I still remember changing the first diaper of my life. My wife took pictures and greatly enjoyed the look on my face when I discovered what the diaper held.
It was kind of a combination of revulsion and stoic shock.
Anyway, a fresh diaper, something to eat and he was as happy as a little kid can be.
When kid No. 2 came along, I possessed a much greater understanding of children and realized they are not going to spontaneously combust if their crying was not tended to in less than three seconds.
I also came to the conclusion that roaming packs of anacondas riding jackals were extremely rare in Canada.
Instead of dashing up the stairs every time he made a noise, I would wait a couple minutes to see if he would go back to sleep, which he sometimes did. If not, I would head upstairs and tackle the terror of the diaper. Once again, Junior would emerge happy.
And once again I would be repulsed by the diaper content, but the more diapers I changed the faster I recovered.

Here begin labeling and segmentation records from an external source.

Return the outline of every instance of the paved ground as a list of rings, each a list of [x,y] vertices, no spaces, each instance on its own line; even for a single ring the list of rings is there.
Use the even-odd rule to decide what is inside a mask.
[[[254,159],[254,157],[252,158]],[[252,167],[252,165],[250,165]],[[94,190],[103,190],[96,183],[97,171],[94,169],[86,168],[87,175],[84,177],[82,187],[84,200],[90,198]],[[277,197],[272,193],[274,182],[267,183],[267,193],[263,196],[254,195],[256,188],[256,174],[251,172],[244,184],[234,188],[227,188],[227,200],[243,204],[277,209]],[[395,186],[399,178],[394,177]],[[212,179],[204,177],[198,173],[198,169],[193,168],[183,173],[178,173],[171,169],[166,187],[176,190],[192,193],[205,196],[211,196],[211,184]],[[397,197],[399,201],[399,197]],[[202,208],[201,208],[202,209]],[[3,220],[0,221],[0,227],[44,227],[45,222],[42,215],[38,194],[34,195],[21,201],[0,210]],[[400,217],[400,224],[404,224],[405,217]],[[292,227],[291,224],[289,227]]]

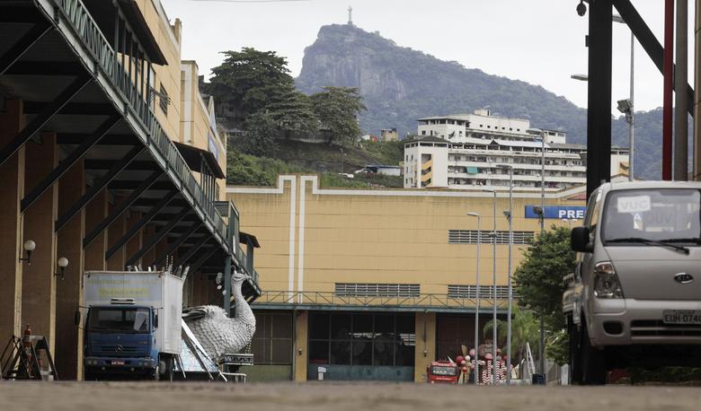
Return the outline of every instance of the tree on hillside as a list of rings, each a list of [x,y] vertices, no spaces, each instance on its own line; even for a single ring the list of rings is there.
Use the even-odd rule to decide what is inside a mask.
[[[567,339],[563,315],[563,277],[574,272],[575,253],[570,248],[570,231],[553,226],[537,236],[524,252],[514,272],[519,304],[543,313],[549,337],[548,355],[558,363],[567,362]]]
[[[317,131],[319,118],[314,112],[309,96],[297,92],[292,84],[281,87],[280,92],[271,96],[266,107],[278,127],[286,134],[290,131]]]
[[[329,144],[353,141],[360,135],[358,116],[366,108],[357,87],[324,87],[311,101],[322,127],[329,131]]]
[[[270,114],[262,111],[246,117],[244,127],[246,129],[243,148],[247,154],[259,157],[272,157],[278,149],[275,137],[278,127]]]
[[[212,69],[207,92],[235,124],[264,109],[274,97],[294,90],[287,59],[274,51],[243,48],[223,54],[226,58]]]

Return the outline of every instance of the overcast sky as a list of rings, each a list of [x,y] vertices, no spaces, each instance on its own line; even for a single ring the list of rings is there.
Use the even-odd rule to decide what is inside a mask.
[[[586,106],[586,83],[570,78],[587,72],[588,18],[577,15],[579,0],[161,1],[172,22],[182,21],[182,58],[197,60],[208,77],[222,61],[218,52],[243,47],[278,52],[298,75],[304,48],[315,41],[319,28],[345,23],[350,5],[356,26],[377,31],[399,46],[539,84]],[[632,3],[661,42],[664,2]],[[693,39],[695,2],[688,3]],[[629,92],[630,31],[615,23],[613,35],[616,101]],[[635,109],[648,110],[662,105],[662,77],[640,45],[635,48]],[[689,47],[692,86],[693,56]]]

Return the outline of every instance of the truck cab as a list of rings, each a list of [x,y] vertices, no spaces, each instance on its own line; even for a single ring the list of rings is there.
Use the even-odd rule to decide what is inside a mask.
[[[85,340],[85,380],[120,373],[158,379],[156,344],[158,314],[133,300],[113,299],[110,305],[88,309]]]
[[[574,383],[701,366],[701,183],[607,183],[572,232],[563,309]]]

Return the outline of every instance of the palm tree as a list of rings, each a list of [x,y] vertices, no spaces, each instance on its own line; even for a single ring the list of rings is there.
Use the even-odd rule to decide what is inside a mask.
[[[521,310],[518,304],[513,307],[513,318],[511,319],[511,355],[518,353],[518,360],[526,356],[526,345],[530,345],[531,349],[537,350],[539,345],[540,326],[538,319],[528,310]],[[497,319],[497,338],[500,342],[506,341],[507,323],[503,319]],[[491,332],[494,327],[493,320],[488,321],[483,330],[484,335]],[[511,361],[512,359],[510,359]]]

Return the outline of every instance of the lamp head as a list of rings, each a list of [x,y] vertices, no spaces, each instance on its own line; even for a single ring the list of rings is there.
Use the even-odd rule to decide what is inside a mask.
[[[580,0],[580,4],[577,4],[577,14],[581,17],[587,13],[587,6],[584,5],[584,0]]]
[[[618,111],[624,113],[624,114],[630,114],[631,109],[633,108],[633,104],[630,102],[630,99],[624,99],[619,100],[618,101]]]
[[[61,257],[57,263],[58,264],[58,273],[54,275],[58,275],[63,280],[66,276],[66,267],[68,267],[68,258]]]
[[[24,250],[28,253],[31,253],[31,251],[34,250],[34,249],[37,248],[37,243],[32,241],[31,240],[27,240],[24,241]]]

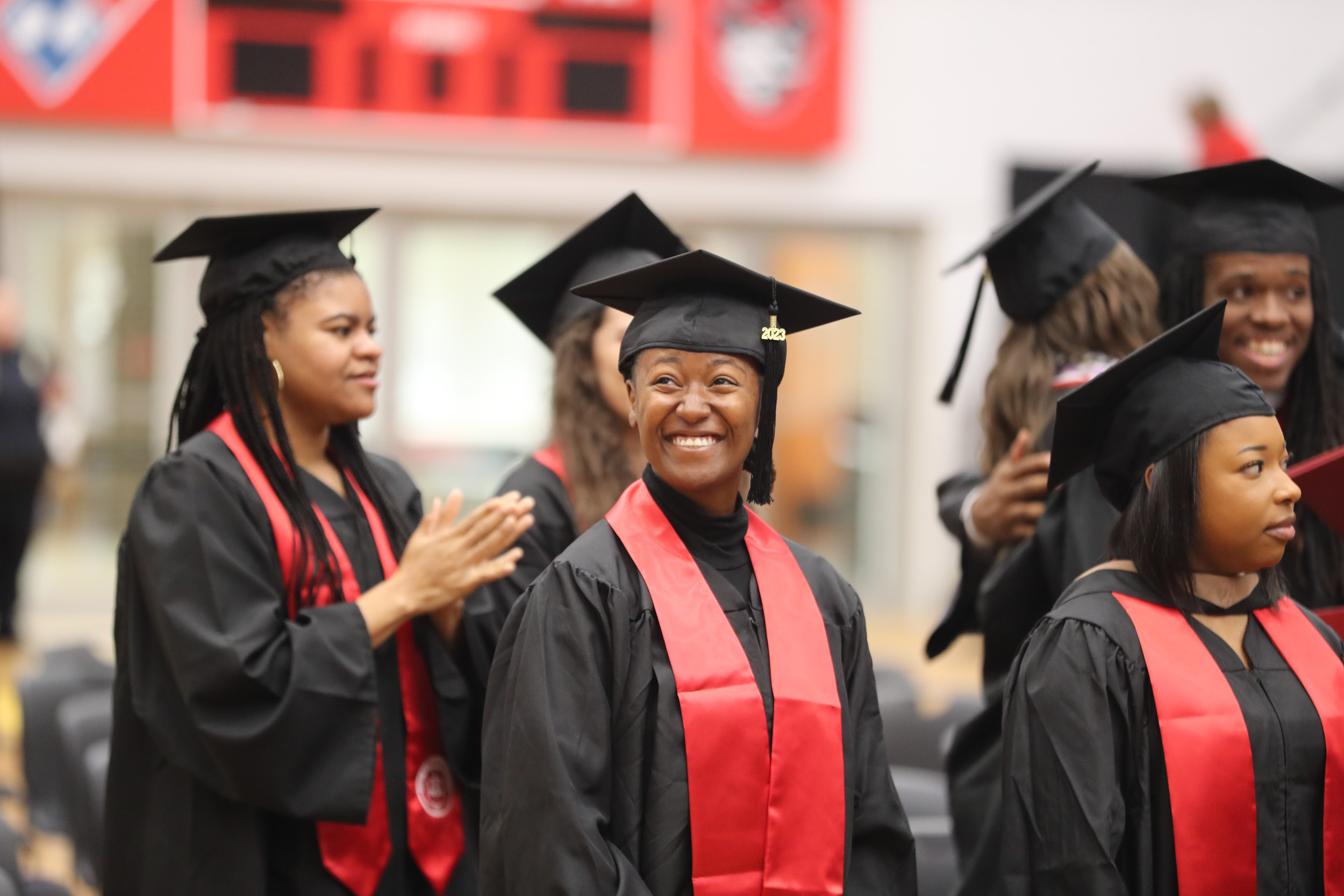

By the time kid No. 3 came along, I was a cool and calm and had a pretty good grip on the whole baby thing. Diapers were no more mentally damaging than wiping a runny nose or cleaning the all impressive ‘spit up.’
The joys of parenthood just never seemed to end.
So, she would start crying in her crib and I would casually stroll up to get her, with no more urgency than is warranted.
Try explaining this morphing of attitude to someone who is still tending to kid No. 1.
They look at you like you are nuts.
A few years ago we visited some friends in northern B.C. who had just had their first child.
She was a beautiful little girl who hardly made a peep, but when a peep was made, parents would scramble.
She slept for several hours the first day we were there and her dad checked on her many times.
Apparently he too had heard of the anaconda threat and was making sure his daughter was safe from the roaming band of vicious vipers.
After watching him quietly open the door and peak into her room, I tried to impart some parental wisdom on my friend.
I debunked the anaconda theory, and told him not to worry, that at six months old, she would let him know when she was awake.
He nodded in agreement, digested the information and then took a break from our conversation to sneak down the hall peak in her room.
Frantic first timers are an amusing lot.
After she woke up we decided to go for a walk to the corner store and while my three children ran down the park trail, their bundle of joy was in a stroller.
The walk should have taken about 15 minutes, but because the sun was shinning, Mom had to turn the stroller, adjust the shade cover and make sure the evil rays from the glowing ball in the sky never touched her child, so it took more than 30 minutes.
I didn’t mind. It was a nice day, my kids were having a good time running around in the woods and the live entertainment was so much fun to watch.